TBI argues that the digital transformation of the reimagined state is necessary to solve the UK’s fiscal crisis, declining public services, and stagnant economy. Embedded within this vision, however, is a plan to make government data fully interoperable across departments and to implement a nationwide digital ID system, an infrastructure that would give the state unprecedented access to personal information.

Former UK Prime Minister Tony Blair, who leads the institute, has called digital ID an “essential part of modern digital infrastructure.” Under his plan, each citizen would be assigned a single digital identifier linking personal health, tax, welfare, and immigration records. More alarmingly, such a system could give the state the power to track citizens and exclude them from services as punishment.

Bank accounts could be frozen, access to air travel restricted, and movement monitored through electronic toll systems.
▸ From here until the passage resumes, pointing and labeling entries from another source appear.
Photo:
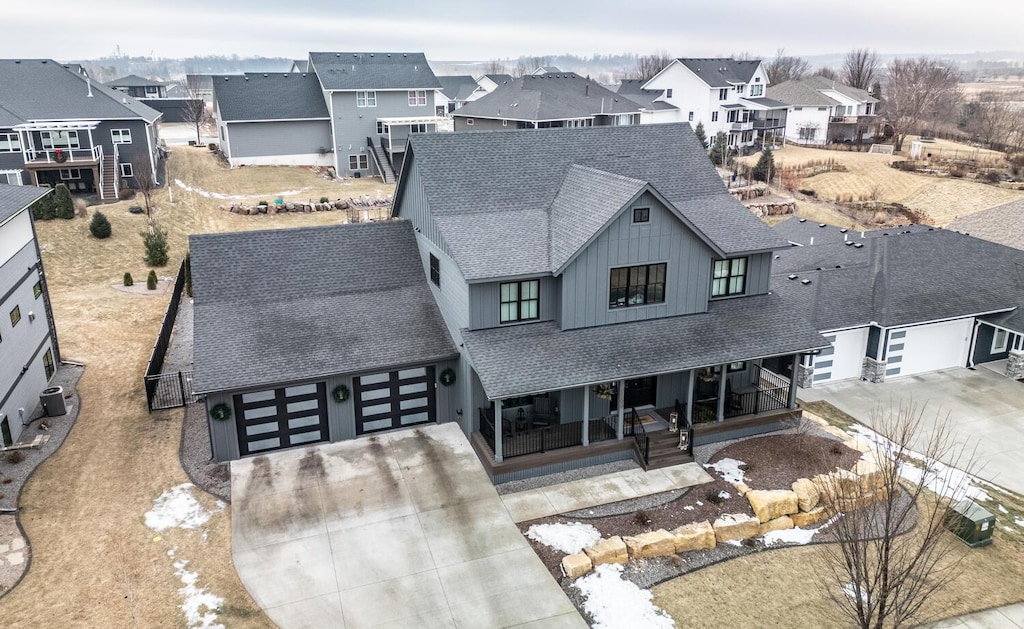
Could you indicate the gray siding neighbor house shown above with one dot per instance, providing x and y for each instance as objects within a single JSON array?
[
  {"x": 58, "y": 126},
  {"x": 29, "y": 351}
]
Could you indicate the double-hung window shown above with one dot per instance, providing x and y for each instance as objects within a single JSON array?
[
  {"x": 364, "y": 98},
  {"x": 729, "y": 278},
  {"x": 632, "y": 286},
  {"x": 520, "y": 300}
]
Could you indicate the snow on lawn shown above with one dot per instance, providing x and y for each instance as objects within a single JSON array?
[
  {"x": 795, "y": 536},
  {"x": 728, "y": 469},
  {"x": 937, "y": 476},
  {"x": 568, "y": 538},
  {"x": 177, "y": 508},
  {"x": 197, "y": 599},
  {"x": 614, "y": 602}
]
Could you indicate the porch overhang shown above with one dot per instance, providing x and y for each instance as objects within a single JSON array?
[{"x": 536, "y": 358}]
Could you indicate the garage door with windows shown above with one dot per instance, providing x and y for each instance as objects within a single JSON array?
[
  {"x": 394, "y": 400},
  {"x": 280, "y": 418}
]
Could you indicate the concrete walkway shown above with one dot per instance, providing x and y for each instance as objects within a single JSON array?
[
  {"x": 606, "y": 489},
  {"x": 397, "y": 530}
]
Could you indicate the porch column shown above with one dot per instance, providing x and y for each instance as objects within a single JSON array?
[
  {"x": 793, "y": 381},
  {"x": 721, "y": 391},
  {"x": 586, "y": 416},
  {"x": 621, "y": 421},
  {"x": 499, "y": 428},
  {"x": 689, "y": 397}
]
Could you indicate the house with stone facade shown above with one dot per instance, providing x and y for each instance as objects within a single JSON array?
[{"x": 903, "y": 300}]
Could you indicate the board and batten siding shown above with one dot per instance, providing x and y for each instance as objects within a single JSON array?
[
  {"x": 663, "y": 239},
  {"x": 484, "y": 303}
]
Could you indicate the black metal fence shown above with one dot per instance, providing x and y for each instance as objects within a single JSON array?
[{"x": 159, "y": 386}]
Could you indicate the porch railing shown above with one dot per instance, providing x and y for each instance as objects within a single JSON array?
[{"x": 541, "y": 438}]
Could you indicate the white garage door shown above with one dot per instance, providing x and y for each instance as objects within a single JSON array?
[
  {"x": 844, "y": 360},
  {"x": 924, "y": 348}
]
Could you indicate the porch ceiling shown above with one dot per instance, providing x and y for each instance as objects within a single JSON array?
[{"x": 535, "y": 358}]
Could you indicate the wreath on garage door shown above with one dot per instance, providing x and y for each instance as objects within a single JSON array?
[
  {"x": 448, "y": 377},
  {"x": 340, "y": 393},
  {"x": 220, "y": 412}
]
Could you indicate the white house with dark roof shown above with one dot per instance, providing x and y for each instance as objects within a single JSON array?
[
  {"x": 29, "y": 350},
  {"x": 821, "y": 111},
  {"x": 727, "y": 95},
  {"x": 56, "y": 126}
]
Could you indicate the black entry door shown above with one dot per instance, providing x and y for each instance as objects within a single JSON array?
[{"x": 639, "y": 392}]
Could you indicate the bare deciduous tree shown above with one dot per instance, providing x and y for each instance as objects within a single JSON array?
[
  {"x": 859, "y": 68},
  {"x": 892, "y": 555},
  {"x": 920, "y": 90},
  {"x": 784, "y": 68},
  {"x": 649, "y": 65}
]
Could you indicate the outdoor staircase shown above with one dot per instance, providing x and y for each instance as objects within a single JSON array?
[
  {"x": 110, "y": 191},
  {"x": 665, "y": 451}
]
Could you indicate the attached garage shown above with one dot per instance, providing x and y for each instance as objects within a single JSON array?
[
  {"x": 930, "y": 347},
  {"x": 280, "y": 418},
  {"x": 844, "y": 360}
]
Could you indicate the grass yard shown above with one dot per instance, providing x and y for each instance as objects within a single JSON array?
[{"x": 94, "y": 562}]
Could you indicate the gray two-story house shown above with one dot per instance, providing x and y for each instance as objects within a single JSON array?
[{"x": 56, "y": 126}]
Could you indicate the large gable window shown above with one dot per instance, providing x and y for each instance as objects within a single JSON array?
[
  {"x": 520, "y": 301},
  {"x": 636, "y": 286},
  {"x": 729, "y": 278}
]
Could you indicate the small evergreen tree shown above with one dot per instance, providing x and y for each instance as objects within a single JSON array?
[
  {"x": 701, "y": 135},
  {"x": 99, "y": 226},
  {"x": 720, "y": 150},
  {"x": 156, "y": 245},
  {"x": 64, "y": 207},
  {"x": 765, "y": 167}
]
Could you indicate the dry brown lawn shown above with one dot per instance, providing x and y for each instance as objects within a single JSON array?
[
  {"x": 94, "y": 562},
  {"x": 870, "y": 177}
]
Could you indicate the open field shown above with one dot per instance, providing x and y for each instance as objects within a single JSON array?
[
  {"x": 870, "y": 177},
  {"x": 94, "y": 561}
]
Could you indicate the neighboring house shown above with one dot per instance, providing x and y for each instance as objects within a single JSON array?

Since the same global advocates are pushing for electric vehicles, the ability to charge one’s car could also be suspended. In effect, an individual’s mobility and financial access could be controlled from a central government computer system.

Policies like the Green New Deal could be enforced digitally by cutting off electricity or water once monthly limits are exceeded, or by canceling flights after a person’s air travel pollution credits run out. Critics warn that Tony Blair’s “Future of Britain” and “Reimagined State” initiatives are not mere modernization efforts but blueprints for a global technocratic system. By linking digital identity systems, central bank digital currencies, and cross-border data networks, the Tony Blair Institute (TBI) promotes a framework that could enable digital totalitarianism, where access to essential services depends on government approval. What Blair describes as “a little work of persuasion” toward modernization, is the normalization of mass surveillance and centralized control over private life.